Thostos clapped his hand upon the arm of his lieutenant. ‘As do I, Eldroc, as do I.’
‘Others will have their chance sooner than we, I think,’ said Eldroc. ‘I have the orders for the Bladestorms. I can guess their content.’
A scroll was brought out by Eldroc’s aide. Thostos read it quickly. When he was done he rolled it up again, whereupon it burst into flames and went to nothing.
‘We are to stay and guard the gate.’
Eldroc nodded. ‘Of course.’
‘I understand your desire to go out and fight, Lord-Castellant.’ Thostos looked upward to the pale sky, as if he might see Sigmar up there, staring back down at him. ‘This task of holding the Silverway I would entrust to none other but you, Eldroc,’ he said. ‘You are among the finest of all Lord-Castellants, a master of defensive warfare.’

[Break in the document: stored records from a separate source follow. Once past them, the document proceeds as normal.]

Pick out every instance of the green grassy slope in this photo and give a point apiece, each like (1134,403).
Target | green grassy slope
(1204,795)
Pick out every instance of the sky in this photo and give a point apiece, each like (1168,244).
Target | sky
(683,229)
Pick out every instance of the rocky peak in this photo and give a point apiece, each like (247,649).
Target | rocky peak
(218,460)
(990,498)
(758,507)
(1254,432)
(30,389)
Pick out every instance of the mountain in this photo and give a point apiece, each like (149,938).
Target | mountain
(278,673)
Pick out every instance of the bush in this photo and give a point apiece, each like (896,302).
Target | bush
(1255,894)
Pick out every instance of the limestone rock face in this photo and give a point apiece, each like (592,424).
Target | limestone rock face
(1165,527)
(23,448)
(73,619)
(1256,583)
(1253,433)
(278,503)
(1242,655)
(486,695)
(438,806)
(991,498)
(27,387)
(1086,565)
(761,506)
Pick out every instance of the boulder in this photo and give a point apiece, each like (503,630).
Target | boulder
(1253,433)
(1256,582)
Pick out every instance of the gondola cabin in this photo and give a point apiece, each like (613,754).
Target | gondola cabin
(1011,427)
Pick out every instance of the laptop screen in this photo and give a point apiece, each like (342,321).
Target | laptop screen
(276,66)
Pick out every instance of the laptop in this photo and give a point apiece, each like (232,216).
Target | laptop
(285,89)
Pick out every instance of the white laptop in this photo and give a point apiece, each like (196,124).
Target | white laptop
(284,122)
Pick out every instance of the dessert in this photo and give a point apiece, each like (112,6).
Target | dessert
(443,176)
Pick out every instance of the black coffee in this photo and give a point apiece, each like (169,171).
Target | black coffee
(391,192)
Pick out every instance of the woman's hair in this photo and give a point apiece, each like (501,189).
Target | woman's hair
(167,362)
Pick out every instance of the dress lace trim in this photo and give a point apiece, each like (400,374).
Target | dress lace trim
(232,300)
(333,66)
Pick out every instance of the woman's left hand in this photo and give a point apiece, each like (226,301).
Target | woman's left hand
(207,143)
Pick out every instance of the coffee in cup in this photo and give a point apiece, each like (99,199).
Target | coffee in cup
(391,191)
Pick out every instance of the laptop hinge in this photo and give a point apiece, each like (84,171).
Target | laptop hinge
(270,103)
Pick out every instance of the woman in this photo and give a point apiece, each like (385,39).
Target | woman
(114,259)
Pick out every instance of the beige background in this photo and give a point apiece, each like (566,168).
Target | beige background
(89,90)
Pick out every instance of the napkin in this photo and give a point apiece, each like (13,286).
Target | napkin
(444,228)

‘Nevertheless, I do not know whether to be angry or relieved,’ said Eldroc. ‘The others will be sent on to realms where battle rages already.’ He rested his lantern upon the sand and gripped his halberd tightly. ‘Their chance at vengeance comes before ours.’
‘Or our fellows still present here might find nothing, and those sent home find themselves in reserve in the Golden City,’ said Thostos.
‘You don’t believe that, I think, Lord-Celestant.’
‘No,’ snorted Thostos. ‘Not really. But I also do not believe this ease will hold. This land appears empty, but has long been under the dominion of the master schemer. There are beastmen, and others will come once tidings of our arrival spread. Our presence will have been noted. Can the process of concealment be reversed?’
‘Yes, Lord-Celestant.’ Eldroc’s voice was heavy with disappointment. He raised his arm, and his warriors moved back to the gate’s guardian statues.
‘Stay your hand, Lord-Castellant,’ said Thostos. ‘Let us leave the Silverway open to view. Let it be a signal to the forces of Chaos that not all the works of the ancients were cast down, and that we come in open war to reclaim them. We are not skulking whelps. Let them see this and rage. The enemy will come against us soon enough. Of that I have no doubt.’
The posture of the Celestial Vindicators around the gate changed. They stood taller. Whispers passed among them, urgent with the anticipation of battle.
‘Then I await them with eagerness in my heart,’ said Eldroc. ‘I thank you, my lord.’
CHAPTER SIX
The calm before the storm
With the haunting call of trumpets, three chambers of Celestial Vindicators marched up through the revealed city of the duardin and into the tunnel of the Silverway.
They came up the road five abreast, the tramp of their feet and rattle of their armour echoing from the mountainsides and their songs soaring to the peaks.
The remainder of the Bladestorms came first, joining with Eldroc’s cohort, and stood aside to let their brothers by. Warrior after warrior marched on, their Celestants, Castellants, Vexillors and Relictors leading. Dracoths huffed and growled, reluctant to leave Chamon. There were ranks of bow-carrying Judicators, hammer-wielding Retributors, winged Prosecutors and grim Liberators, their wargear gleaming and standards waving.
Thostos saluted his brother commanders as they went past. Such was their presence that it seemed their passage would never end, a turquoise stream of thwarted avengers doomed to pass through the gate over and over.
But it did end. As the day darkened into night and the Alchemist’s Moon made itself known in the sky, the last of the departing warriors went into the tunnel. The sound of their march persisted long after the final few ranks had vanished into the dark, until the sound stopped suddenly.